ラウラはボクサーブリーフ持参で一夏のところに行き、正直に事情を説明した。
結論から言うと、一夏は「俺のものを勝手に持っていくのはやめてくれよ」と軽く注意しただけで、それ以上ラウラの行動を咎めようとはせず、拍子抜けするくらいあっさりと問題は解決した。
正直、もっと他になにか反応のしようがあるように思えなくもないが、IS学園にその名を轟かす唐変木であるところの一夏には〝おまじない〟がどういう意図を持つものなのか気にならなかったらしい。

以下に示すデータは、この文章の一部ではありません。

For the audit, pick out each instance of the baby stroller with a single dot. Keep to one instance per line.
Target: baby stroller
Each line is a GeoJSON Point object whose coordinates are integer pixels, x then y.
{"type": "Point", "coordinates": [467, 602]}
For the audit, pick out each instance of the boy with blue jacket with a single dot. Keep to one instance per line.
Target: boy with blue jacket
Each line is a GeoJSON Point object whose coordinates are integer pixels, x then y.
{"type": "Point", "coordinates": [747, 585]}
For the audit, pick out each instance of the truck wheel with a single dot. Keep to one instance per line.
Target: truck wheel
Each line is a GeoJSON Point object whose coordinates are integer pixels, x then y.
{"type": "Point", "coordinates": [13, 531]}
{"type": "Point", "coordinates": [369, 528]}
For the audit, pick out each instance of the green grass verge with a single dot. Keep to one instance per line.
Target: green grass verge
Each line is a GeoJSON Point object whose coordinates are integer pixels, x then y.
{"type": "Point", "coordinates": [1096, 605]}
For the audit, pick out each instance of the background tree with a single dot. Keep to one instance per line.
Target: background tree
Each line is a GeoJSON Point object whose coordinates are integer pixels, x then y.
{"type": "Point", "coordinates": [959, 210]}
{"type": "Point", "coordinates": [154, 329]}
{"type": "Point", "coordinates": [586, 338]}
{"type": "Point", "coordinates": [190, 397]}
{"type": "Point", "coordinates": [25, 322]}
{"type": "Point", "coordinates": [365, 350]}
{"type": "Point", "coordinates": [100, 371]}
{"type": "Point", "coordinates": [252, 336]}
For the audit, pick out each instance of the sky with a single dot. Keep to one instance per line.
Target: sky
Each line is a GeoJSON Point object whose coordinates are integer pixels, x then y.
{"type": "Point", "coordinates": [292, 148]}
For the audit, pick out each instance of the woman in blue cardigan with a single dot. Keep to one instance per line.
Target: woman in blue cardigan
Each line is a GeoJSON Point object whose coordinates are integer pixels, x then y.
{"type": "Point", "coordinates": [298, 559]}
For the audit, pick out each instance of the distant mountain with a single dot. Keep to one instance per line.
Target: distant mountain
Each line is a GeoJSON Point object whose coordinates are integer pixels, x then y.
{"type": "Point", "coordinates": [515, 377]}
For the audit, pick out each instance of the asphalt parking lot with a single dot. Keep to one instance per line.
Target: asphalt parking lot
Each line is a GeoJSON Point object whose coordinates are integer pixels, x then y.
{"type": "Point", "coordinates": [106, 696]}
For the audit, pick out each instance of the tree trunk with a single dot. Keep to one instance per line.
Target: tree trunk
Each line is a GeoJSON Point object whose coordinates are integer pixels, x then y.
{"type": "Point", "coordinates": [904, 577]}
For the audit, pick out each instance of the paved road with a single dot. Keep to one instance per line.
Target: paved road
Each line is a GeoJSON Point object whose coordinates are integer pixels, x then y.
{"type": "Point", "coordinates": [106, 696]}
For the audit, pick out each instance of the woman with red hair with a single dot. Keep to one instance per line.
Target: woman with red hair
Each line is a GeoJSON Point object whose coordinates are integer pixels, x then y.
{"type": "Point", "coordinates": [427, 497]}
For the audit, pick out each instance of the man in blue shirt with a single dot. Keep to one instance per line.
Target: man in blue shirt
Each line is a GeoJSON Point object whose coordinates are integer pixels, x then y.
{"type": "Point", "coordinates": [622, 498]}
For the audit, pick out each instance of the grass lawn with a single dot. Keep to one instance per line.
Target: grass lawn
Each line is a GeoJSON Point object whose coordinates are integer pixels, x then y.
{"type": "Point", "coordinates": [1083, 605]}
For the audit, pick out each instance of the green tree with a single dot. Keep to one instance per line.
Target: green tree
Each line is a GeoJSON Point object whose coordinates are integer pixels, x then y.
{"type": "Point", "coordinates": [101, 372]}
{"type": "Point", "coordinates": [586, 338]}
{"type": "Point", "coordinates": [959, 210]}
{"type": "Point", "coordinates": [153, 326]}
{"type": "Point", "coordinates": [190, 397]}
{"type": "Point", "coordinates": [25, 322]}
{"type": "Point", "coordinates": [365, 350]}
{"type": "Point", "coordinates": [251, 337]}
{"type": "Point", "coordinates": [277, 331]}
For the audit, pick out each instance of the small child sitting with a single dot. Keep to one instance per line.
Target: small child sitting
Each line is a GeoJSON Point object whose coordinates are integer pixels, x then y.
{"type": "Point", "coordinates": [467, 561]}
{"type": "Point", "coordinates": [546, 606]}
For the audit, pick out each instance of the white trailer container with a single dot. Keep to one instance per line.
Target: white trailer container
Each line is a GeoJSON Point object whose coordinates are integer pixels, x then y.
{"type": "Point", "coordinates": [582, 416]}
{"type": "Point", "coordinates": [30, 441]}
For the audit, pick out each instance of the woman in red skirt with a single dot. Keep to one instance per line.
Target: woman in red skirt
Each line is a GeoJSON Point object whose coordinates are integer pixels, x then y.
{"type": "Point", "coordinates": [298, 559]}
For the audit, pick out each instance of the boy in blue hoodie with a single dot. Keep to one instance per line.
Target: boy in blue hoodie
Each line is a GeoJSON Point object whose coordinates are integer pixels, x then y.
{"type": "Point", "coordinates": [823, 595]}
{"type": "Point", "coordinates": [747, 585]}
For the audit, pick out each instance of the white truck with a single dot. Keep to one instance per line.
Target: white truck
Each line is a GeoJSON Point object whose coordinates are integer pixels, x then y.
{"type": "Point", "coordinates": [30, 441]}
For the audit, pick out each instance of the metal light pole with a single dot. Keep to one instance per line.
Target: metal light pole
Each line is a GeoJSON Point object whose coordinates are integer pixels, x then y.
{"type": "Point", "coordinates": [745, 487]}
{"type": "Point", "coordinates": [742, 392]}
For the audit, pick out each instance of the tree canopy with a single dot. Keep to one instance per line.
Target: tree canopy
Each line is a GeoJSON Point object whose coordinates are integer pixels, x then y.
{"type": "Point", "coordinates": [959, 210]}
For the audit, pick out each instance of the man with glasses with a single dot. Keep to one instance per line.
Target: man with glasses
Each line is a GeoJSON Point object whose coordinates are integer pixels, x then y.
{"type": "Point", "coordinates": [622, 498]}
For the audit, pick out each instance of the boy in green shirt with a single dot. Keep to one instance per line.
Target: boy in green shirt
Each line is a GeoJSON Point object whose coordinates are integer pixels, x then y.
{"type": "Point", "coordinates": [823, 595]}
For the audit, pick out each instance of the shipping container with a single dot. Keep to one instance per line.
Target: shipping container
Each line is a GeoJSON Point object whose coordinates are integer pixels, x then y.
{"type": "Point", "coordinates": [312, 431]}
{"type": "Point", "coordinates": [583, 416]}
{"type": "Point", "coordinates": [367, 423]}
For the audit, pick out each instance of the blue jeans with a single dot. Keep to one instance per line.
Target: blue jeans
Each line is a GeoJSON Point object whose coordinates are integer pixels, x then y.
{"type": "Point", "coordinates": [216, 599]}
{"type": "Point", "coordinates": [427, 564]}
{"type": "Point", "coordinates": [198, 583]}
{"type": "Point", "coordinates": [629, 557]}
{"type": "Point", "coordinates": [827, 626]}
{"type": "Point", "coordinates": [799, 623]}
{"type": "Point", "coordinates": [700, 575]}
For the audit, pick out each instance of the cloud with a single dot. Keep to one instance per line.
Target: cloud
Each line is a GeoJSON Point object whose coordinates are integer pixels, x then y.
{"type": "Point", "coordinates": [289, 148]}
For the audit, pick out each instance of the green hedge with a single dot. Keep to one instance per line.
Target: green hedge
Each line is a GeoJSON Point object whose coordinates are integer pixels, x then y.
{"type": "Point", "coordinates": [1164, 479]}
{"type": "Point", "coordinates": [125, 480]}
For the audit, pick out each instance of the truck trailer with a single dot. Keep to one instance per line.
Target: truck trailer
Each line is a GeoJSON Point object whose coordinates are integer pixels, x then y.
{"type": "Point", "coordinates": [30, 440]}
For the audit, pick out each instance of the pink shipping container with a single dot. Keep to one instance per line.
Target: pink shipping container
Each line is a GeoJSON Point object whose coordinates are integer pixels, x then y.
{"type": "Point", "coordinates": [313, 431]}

そして、ラウラは現在、べつの問題に頭を悩ませている。
「言っておくけどね、僕は、本当に、匂いフェチとかじゃないんだよ?」
「う、うむ」
「ねえ、ラウラ、ちゃんと聞いてる? 僕のこと信じてくれるよね? 疑ってないよね?」
「何度も言っているだろう。疑ってなどいない。だから、その、いい加減解放してくれないか?」
「むー……」
シャッロットにジト目を向けられ、ラウラは少したじろぐ。
端から見れば、白猫が黒猫にじゃれついているような微笑ましい光景だったが、実際にじゃれつかれているほうとしてはたまったものではない。その内実が「性癖をつまびらかにされた白猫が必死で言い訳している」のであれば尚更だ。
「まあ、べつに悪いことをしているわけではないし、そんな気にすることもないと思うぞ」
「それって僕が匂いフェチっていう部分はまったく否定してない慰めだよね!?」
「そ、そうか?」
「疑ってないって言ったのに!」
「あれは疑いようもなくシャルロットが匂いフェチだという意味ではないのか?」
「もーっ! 違うってばーっ!」
シャルロットの心の叫びが虚しく響く。
哀れ、黒ウサギに翻弄された二匹の猫たちの一日は、賑やかに、姦しく暮れていくのだった。